EGF 信号依赖性调控管基因的分子机制，该基因对果蝇背腹轴形成至关重要。

Molecular mechanisms of EGF signaling-dependent regulation of pipe, a gene crucial for dorsoventral axis formation in Drosophila.

机构信息

Institute for Developmental Biology, Biocenter, University of Cologne, Zuelpicher Straße 47b, 50674, Cologne, Germany.

出版信息

Dev Genes Evol. 2012 Mar;222(1):1-17. doi: 10.1007/s00427-011-0384-2. Epub 2011 Dec 24.

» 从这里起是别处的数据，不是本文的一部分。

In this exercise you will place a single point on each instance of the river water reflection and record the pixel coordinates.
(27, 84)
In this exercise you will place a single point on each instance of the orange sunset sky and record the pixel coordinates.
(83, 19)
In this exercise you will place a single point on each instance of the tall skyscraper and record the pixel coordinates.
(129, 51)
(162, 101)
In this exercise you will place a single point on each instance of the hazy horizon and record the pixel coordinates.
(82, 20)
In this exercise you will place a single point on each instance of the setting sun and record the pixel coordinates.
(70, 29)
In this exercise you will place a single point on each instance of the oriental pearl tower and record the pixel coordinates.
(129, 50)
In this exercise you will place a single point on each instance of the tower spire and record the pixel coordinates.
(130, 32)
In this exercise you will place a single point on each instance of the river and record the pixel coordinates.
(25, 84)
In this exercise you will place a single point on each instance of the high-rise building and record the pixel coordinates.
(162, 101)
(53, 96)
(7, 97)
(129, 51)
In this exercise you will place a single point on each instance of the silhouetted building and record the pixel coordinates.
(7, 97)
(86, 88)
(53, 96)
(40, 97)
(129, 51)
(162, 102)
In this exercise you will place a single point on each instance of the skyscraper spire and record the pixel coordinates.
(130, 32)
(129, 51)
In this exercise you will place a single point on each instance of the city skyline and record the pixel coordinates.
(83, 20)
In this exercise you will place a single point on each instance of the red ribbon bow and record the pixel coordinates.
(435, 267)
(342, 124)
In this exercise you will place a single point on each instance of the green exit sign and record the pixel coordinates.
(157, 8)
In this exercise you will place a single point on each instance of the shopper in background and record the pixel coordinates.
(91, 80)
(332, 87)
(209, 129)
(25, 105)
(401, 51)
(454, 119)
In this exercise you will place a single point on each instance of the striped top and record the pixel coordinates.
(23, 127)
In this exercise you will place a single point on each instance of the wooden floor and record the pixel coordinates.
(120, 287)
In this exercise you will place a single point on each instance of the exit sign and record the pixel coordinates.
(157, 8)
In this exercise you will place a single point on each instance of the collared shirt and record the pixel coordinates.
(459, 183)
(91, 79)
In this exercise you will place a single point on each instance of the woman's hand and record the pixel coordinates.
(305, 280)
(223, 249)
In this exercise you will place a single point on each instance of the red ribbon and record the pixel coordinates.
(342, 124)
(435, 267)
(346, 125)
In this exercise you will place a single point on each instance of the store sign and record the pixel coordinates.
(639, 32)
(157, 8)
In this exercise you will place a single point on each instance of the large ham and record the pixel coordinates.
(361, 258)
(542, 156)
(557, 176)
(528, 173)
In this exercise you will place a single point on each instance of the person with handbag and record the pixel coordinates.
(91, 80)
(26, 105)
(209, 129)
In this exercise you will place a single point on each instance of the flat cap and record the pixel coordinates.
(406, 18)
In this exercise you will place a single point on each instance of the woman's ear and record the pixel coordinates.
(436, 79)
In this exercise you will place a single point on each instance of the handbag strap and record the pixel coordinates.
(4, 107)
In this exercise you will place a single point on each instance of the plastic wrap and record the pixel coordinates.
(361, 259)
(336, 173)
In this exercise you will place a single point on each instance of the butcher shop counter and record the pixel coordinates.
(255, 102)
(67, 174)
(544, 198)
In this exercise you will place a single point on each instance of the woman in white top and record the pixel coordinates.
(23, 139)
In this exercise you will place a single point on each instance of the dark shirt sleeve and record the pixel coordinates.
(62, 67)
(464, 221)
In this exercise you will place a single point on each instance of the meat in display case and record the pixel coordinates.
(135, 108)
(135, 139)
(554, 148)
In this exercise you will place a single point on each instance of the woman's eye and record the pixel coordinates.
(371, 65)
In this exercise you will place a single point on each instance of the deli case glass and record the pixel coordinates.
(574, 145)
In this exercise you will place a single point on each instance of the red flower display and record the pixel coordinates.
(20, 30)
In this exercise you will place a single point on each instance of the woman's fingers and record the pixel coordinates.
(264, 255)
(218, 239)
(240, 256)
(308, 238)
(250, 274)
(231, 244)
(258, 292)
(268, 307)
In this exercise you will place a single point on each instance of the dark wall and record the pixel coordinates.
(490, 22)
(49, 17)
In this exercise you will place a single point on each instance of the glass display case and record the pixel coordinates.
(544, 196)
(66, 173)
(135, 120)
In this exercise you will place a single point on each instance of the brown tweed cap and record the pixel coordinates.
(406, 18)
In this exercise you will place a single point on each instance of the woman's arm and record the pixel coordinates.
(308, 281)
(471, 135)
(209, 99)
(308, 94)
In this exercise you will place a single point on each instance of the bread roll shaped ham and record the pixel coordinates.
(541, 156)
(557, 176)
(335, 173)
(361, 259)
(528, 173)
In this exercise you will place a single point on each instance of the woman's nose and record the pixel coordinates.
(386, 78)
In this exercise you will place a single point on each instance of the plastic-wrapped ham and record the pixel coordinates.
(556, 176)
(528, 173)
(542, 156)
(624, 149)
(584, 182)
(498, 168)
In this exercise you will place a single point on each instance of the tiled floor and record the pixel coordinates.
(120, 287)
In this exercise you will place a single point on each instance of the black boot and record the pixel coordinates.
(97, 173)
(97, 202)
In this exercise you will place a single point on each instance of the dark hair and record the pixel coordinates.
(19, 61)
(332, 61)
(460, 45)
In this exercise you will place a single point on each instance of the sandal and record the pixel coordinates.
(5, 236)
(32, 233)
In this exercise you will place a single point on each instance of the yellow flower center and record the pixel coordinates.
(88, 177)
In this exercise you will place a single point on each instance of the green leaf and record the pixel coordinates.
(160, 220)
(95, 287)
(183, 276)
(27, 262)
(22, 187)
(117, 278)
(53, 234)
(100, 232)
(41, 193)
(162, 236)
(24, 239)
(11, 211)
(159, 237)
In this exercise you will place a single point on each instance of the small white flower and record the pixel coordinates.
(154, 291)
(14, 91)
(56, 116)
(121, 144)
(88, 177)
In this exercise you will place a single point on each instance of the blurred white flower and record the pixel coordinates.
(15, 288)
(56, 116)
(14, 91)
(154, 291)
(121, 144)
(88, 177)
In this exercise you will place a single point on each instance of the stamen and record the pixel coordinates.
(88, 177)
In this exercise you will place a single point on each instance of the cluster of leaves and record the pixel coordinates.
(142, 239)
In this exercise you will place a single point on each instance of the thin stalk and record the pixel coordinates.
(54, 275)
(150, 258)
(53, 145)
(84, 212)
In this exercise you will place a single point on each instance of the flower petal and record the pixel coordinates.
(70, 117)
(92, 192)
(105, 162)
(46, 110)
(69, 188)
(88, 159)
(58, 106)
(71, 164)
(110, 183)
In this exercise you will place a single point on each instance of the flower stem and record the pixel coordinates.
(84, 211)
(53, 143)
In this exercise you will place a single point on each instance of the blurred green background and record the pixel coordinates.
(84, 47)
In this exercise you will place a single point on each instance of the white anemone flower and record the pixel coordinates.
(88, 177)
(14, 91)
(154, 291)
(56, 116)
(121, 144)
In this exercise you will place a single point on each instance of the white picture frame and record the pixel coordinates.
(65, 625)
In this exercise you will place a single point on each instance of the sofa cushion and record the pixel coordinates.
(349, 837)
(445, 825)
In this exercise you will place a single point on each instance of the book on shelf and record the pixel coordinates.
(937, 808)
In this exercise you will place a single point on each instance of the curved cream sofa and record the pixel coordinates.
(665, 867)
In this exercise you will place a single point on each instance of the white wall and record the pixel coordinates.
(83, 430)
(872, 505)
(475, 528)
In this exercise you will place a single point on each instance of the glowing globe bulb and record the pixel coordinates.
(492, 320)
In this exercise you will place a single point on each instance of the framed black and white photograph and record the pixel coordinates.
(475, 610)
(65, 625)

DOI:10.1007/s00427-011-0384-2

PMID:22198544

原文链接:https://pmc.ncbi.nlm.nih.gov/articles/PMC3291829/

Abstract

During Drosophila oogenesis the expression of the sulfotransferase Pipe in ventral follicle cells is crucial for dorsoventral axis formation. Pipe modifies proteins that are incorporated in the ventral eggshell and activate Toll signaling which in turn initiates embryonic dorsoventral patterning. Ventral pipe expression is the result of an oocyte-derived EGF signal which down-regulates pipe in dorsal follicle cells. The analysis of mutant follicle cell clones reveals that none of the transcription factors known to act downstream of EGF signaling in Drosophila is required or sufficient for pipe regulation. However, the pipe cis-regulatory region harbors a 31-bp element which is essential for pipe repression, and ovarian extracts contain a protein that binds this element. Thus, EGF signaling does not act by down-regulating an activator of pipe as previously suggested but rather by activating a repressor. Surprisingly, this repressor acts independent of the common co-repressors Groucho or CtBP.

摘要

在果蝇卵子发生过程中，磺基转移酶Pipe 在腹侧滤泡细胞中的表达对于背腹轴的形成至关重要。Pipe 修饰了被整合到腹侧卵壳中的蛋白质，激活了 Toll 信号通路，从而启动了胚胎的背腹模式形成。腹侧 pipe 的表达是卵母细胞衍生的 EGF 信号的结果，该信号下调了背侧滤泡细胞中的 pipe。对突变滤泡细胞克隆的分析表明，在果蝇中已知的下游 EGF 信号转导的转录因子都不是 pipe 调控所必需的或充分的。然而，pipe 的顺式调控区含有一个 31 个碱基对的元件，对于 pipe 的抑制是必需的，并且卵巢提取物中含有一种能结合这个元件的蛋白质。因此，EGF 信号不是通过下调以前提出的 pipe 激活物来发挥作用，而是通过激活一种抑制剂来发挥作用。令人惊讶的是，这种抑制剂的作用不依赖于常见的共抑制剂 Groucho 或 CtBP。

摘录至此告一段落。